Methods: : Recombinant HGD and synthetic mini-α (Genscript, 98% pure) were used in this study. The synthetic peptide was extensively dialyzed against water for 2 days and lyophilized to remove contaminating, residual solvents. The lyophilized protein was dissolved in 5 mM phosphate buffer and showed a far-UV circular dichroic (CD) spectrum typical of a predominantly β-sheet-containing peptide. The peptide structure did not change until 60 oC, the maximum temperature tested. At 55 oC HGD begins to show minor changes in the near-UV CD, which is the first indication of a structural perturbation. Therefore, HGD and mini-αA were kept at 55 oC for 10 min., then mixed in a 1:1 (w/w) ratio.
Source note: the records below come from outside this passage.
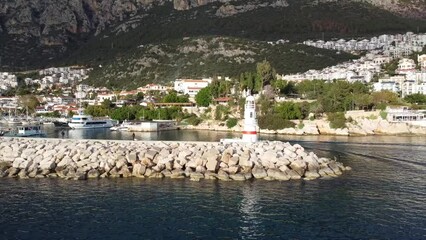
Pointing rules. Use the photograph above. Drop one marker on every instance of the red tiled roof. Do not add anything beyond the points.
(222, 99)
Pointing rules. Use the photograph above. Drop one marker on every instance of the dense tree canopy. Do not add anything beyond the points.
(204, 97)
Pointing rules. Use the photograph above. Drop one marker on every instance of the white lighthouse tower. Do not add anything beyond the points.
(250, 122)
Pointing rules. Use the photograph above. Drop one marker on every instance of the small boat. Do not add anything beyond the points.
(82, 121)
(62, 122)
(13, 120)
(124, 126)
(26, 131)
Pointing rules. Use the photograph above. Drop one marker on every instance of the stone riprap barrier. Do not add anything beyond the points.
(87, 159)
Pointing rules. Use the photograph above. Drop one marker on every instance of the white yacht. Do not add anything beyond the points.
(26, 131)
(82, 121)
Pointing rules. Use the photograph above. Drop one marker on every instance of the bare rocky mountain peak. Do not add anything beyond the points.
(47, 28)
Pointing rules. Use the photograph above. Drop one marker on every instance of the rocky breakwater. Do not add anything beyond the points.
(86, 159)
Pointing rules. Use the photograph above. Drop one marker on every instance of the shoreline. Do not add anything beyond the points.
(363, 127)
(91, 159)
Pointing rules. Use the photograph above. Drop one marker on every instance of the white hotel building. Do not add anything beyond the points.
(191, 86)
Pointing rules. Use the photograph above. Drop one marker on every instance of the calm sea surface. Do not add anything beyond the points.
(383, 197)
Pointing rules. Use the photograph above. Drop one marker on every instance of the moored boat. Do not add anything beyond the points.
(26, 131)
(82, 121)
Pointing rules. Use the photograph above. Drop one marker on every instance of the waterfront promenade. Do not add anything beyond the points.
(87, 159)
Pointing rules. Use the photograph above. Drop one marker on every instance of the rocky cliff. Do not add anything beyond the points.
(45, 29)
(44, 18)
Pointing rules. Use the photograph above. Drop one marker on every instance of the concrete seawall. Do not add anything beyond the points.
(86, 159)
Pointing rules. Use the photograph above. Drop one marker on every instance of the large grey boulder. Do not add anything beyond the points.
(259, 172)
(277, 174)
(221, 175)
(139, 170)
(237, 177)
(196, 176)
(93, 173)
(299, 166)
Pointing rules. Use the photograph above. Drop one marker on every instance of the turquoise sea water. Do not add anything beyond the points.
(383, 197)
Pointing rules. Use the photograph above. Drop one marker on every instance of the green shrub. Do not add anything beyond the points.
(274, 122)
(337, 120)
(231, 122)
(372, 117)
(194, 120)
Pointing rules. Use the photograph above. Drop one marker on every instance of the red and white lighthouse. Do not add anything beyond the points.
(250, 121)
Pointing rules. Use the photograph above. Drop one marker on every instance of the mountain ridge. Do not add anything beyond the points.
(39, 33)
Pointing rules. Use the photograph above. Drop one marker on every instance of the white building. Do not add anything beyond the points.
(405, 66)
(103, 97)
(422, 62)
(191, 86)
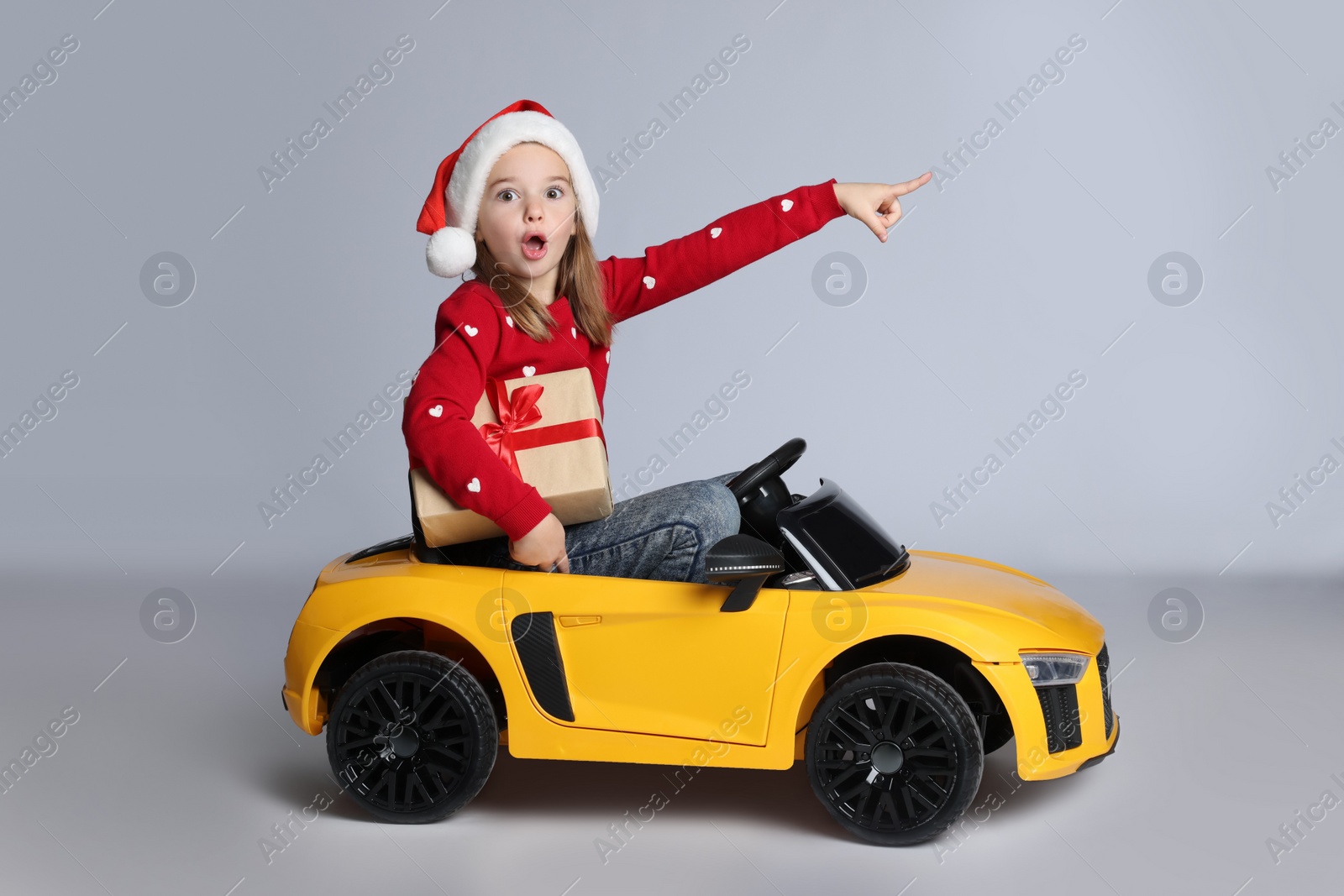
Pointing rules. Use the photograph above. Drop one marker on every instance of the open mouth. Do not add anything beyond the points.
(534, 246)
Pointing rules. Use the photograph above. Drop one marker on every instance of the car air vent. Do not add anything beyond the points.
(1059, 705)
(1104, 671)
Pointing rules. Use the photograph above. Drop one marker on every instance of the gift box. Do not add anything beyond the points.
(549, 430)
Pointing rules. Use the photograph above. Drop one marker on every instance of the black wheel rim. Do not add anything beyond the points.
(403, 741)
(916, 752)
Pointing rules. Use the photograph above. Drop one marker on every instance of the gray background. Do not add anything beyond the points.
(1030, 264)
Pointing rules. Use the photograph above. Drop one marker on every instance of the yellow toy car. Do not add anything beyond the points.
(889, 672)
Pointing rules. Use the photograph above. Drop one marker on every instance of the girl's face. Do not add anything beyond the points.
(528, 211)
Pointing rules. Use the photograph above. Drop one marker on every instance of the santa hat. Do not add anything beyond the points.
(449, 214)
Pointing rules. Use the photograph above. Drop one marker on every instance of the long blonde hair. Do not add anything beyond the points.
(578, 278)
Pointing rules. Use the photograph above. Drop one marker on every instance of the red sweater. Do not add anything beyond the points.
(476, 338)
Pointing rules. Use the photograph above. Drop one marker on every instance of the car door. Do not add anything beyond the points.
(645, 658)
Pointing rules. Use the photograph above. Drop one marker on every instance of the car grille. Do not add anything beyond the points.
(1104, 671)
(1059, 705)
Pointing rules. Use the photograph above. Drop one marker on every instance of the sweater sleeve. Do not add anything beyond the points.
(685, 265)
(437, 423)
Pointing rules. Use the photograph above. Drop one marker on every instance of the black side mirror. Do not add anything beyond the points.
(745, 560)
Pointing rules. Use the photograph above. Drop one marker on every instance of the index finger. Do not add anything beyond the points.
(900, 190)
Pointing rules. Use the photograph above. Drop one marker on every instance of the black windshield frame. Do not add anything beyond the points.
(837, 537)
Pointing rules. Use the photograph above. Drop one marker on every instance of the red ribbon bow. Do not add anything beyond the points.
(517, 418)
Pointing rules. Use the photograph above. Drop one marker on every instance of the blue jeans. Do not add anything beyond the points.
(663, 535)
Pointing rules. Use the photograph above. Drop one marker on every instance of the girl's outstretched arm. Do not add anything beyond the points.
(685, 265)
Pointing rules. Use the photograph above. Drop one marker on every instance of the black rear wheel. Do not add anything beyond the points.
(894, 754)
(412, 736)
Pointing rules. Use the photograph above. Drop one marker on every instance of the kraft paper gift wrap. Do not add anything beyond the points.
(551, 437)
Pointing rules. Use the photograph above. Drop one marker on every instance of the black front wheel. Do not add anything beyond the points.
(412, 736)
(894, 754)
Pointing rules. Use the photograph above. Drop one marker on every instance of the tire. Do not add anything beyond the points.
(894, 754)
(412, 736)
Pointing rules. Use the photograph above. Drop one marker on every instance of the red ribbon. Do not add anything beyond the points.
(517, 418)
CD of this mixture was compared with that at room temperature. For the NMR measurements, the same procedure was used with 15N-labeled HGD. HSQC (heteronuclear single-quantum coherence) data were obtained, and compared with that of unbound HGD alone.

Results: : CD data show that binding of mini-αA does not alter the structure of HGD. However, it does lead to a change in the chemical shift of a number of HGD residues as observed in the HSQC data. Affected residues in the C-terminal domain of HGD are H88, E96, F105, S110, R115, L127, N138, I171, and D172, and those from the N-terminal domain are T4, Q12, S19, H22, G40, I81, and H83. A model of HGD bound to 2 molecules of mini-αA was generated using the AUTODOCK program. This model accounts for nearly all the chemical shift data and shows that one molecule of mini-αA binds in the C-terminal end close to Trp131, while the other binds most of the affected N-terminal residues, and includes I171 and D172 from the C-terminal.

Conclusions: : The chaperone activity of mini-αA has been known for some time. Here we provide the first model based on high-resolution NMR data, which identifies the region on HGD to which the mini-chaperone binds.